Wozu ist mein Füßchen mir flink und fein,
Darf tanzen ich nicht mit dem Liebsten mein?

Wozu ist mir nur die weiße Hand,
Darf sie nicht halten den Liebsten umspannt?

Wozu ist mein Aug' mir so schwarz und scharf,
Wenns nicht mehr den Liebsten erspähen darf?

Wozu sind mir die Gedanken mein?
Zu denken, mein Liebster, allimmer dein!

Minka

"Geh doch Minka, jetzt nach Haus!"
""Will nicht, will nicht, darf nicht gehn!""

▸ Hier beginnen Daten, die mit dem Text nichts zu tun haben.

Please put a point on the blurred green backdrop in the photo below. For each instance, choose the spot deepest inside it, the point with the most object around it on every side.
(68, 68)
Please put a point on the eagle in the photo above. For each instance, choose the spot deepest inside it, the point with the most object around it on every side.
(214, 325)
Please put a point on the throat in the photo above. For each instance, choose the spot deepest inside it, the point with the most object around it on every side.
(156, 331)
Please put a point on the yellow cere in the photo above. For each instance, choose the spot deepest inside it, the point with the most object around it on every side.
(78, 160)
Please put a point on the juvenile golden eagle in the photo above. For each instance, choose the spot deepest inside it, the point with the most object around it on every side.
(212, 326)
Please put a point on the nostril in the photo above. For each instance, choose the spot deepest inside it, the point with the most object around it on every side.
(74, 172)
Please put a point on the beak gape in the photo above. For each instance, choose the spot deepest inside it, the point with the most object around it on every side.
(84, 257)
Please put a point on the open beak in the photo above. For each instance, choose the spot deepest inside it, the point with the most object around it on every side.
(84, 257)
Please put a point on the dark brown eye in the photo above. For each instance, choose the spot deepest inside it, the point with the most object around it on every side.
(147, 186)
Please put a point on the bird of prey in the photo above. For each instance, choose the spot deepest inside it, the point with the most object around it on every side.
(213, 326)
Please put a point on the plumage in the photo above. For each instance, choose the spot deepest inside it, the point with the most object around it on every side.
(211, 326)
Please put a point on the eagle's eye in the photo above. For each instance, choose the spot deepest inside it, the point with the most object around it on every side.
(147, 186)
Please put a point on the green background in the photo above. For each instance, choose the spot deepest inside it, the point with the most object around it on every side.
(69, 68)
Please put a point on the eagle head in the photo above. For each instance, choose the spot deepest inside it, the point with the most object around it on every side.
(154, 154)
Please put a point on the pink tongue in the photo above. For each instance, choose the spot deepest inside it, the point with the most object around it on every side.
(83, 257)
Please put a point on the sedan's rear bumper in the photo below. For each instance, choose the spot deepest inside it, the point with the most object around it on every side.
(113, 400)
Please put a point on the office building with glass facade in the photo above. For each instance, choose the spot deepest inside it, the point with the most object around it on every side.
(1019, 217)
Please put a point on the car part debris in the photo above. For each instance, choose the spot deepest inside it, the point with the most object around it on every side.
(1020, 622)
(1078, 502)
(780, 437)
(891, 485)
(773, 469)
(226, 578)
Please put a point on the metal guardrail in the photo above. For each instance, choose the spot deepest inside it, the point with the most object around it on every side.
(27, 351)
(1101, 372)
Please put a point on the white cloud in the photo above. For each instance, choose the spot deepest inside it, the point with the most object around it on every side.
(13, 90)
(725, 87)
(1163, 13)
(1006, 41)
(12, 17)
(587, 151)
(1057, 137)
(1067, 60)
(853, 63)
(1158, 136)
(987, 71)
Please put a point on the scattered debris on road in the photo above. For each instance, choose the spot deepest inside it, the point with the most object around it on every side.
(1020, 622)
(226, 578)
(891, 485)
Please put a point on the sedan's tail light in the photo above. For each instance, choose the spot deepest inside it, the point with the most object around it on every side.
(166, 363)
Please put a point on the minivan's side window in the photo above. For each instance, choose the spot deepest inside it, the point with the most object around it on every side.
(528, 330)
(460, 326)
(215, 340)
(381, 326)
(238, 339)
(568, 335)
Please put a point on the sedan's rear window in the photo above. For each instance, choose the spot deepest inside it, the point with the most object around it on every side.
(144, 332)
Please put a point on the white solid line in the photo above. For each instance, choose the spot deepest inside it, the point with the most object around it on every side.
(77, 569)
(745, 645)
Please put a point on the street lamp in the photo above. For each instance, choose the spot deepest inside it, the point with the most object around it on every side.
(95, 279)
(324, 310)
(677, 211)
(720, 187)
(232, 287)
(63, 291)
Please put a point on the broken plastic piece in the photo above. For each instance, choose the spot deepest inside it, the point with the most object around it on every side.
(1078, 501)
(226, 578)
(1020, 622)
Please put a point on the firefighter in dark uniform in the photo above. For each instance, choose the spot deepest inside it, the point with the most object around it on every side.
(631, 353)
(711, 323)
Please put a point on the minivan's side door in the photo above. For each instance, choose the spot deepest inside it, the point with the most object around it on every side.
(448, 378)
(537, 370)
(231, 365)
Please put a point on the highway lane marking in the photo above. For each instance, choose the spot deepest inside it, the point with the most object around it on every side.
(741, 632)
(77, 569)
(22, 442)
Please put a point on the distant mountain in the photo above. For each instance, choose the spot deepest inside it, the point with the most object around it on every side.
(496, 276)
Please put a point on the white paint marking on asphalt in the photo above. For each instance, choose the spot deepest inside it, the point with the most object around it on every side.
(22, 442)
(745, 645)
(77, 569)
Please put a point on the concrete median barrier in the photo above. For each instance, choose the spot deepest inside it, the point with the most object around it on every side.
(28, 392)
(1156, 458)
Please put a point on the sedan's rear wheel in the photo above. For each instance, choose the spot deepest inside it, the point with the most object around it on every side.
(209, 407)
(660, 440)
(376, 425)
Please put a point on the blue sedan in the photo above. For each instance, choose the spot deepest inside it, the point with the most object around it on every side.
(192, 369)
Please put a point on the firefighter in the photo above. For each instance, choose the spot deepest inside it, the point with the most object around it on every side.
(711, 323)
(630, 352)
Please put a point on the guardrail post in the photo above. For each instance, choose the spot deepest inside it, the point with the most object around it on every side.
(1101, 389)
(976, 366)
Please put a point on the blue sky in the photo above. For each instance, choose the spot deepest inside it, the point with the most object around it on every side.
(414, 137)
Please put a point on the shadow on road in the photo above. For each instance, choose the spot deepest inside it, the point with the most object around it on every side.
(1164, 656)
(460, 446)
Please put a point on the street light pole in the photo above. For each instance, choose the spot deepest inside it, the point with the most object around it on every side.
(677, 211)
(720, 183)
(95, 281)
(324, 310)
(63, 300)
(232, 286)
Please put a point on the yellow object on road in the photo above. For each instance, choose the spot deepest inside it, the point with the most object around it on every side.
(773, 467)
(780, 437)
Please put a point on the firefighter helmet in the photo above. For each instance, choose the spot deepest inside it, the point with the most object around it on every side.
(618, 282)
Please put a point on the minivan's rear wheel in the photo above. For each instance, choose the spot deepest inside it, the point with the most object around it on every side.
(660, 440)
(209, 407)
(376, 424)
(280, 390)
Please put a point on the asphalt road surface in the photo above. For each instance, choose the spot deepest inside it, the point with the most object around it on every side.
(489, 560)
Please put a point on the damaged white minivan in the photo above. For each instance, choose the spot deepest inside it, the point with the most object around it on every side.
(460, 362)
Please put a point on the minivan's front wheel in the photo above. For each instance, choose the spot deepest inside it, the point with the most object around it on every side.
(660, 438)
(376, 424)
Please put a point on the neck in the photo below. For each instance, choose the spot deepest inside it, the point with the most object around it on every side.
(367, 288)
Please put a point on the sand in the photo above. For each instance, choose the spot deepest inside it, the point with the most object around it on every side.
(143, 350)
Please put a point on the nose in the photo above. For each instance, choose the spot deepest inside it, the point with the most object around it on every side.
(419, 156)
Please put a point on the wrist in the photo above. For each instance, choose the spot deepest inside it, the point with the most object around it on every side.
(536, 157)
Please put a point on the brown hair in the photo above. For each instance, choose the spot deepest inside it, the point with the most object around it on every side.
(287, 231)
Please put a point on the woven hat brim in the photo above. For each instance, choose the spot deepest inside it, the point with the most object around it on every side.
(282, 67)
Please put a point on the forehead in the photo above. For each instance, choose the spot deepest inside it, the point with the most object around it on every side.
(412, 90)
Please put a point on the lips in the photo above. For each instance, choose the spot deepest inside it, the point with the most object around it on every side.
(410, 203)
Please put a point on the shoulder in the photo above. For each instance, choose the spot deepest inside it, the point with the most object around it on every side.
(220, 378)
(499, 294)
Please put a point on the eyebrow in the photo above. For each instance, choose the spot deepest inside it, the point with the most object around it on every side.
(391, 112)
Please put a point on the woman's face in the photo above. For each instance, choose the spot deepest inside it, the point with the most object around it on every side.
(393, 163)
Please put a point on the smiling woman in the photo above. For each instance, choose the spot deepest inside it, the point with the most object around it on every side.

"Wer nur Minka, verwehrt es dir?"
""Tut es der Liebste, der Liebste mein.""

"Was gibt, Minka, der Liebste dir?"
""Taler, Taler, Talerlein zwei.""

"Was denn, Minka, tust du damit?"
""Kauf ein Wieglein, ein Wieglein mir.""

"Wozu, Minka, das Wiegelein?"
""Söhnlein, mein Söhnlein wiegen drein.""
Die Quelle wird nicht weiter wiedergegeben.